FTC endorsement rules were inevitable

A brief history of journalistic ethics reveals why FTC action on endorsements was inevitable.
Written by Richard Koman, Contributor

Susan Krashinksy interviewed me for the Globe and Mail's coverage of the FTC endorsement rules. She quoted me as saying:

“If people are promoting products purely because they're getting a freebie and it's not being disclosed, that's bad for consumers,” Mr. Koman said, and it also tarnishes bloggers' claims of authenticity.

That's a problem because of the sheer number of bloggers out there, some of whom are paragons of ethical behaviour and others … not so much.

“The rules are a good thing. … It's hard to see how everybody in their PJs can self-regulate,” Mr. Koman said.

If I can expand on that bit about self-regulation. In my phone call with Krashinksy, I compared the situation with the evolution of the news industry. There was a time when newspapers were literally bought and paid for by corporations (the railroads). There was no advertising: revenue came from corporate payments. Later, papers switched to an advertising model but the editorial was essentially controlled by the railroads and mining companies. The age of yellow journalism ended corporate control and launched the era of sensationalistic, market-based editorial (give the people what they want) yet there was still massive corruption in the form of meals, drinks, cash, favors, women, etc.
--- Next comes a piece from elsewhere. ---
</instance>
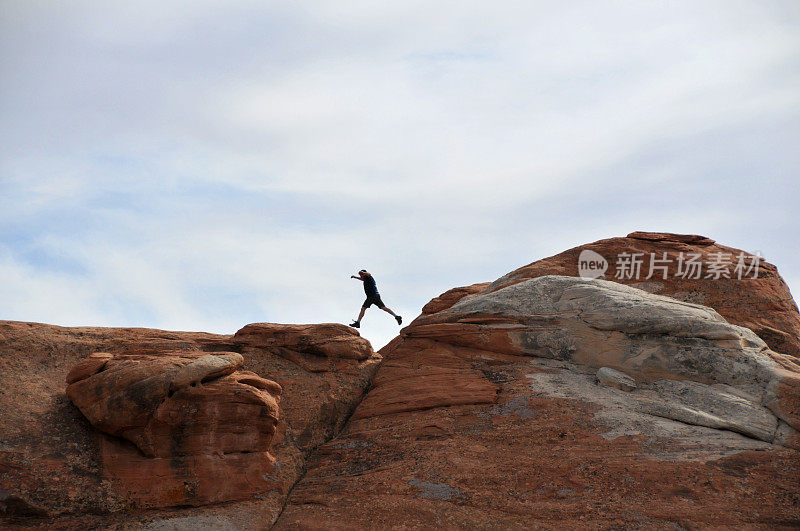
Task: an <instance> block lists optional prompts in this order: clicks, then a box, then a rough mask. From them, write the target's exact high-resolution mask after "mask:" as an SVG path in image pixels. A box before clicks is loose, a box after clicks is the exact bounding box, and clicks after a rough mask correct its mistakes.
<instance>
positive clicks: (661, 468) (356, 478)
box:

The news industry reacted to all this by adopting a code of ethics. Newspapers enforced rules about accepting favors and free entertainment, established separation of church and state (news and advertising), embraced editorial standards that favored balanced presentation of differing viewpoints, etc. The industry was able to do this unilaterally because it was a private men's club with relatively few members - and they were institutional members. The blogosphere is everyone and it's noninstitutional. How does "blogging" decide to self-regulate? Every attempt to get buy-in to standards and disclosure rules have utterly failed. Orgs like ZD can decide to publish disclosures but that has no impact on the real center of blogging, which is individuals "in their PJs." Thus, external regulation is necessary and was inevitable once PR firms and marketers discovered the power of influential bloggers.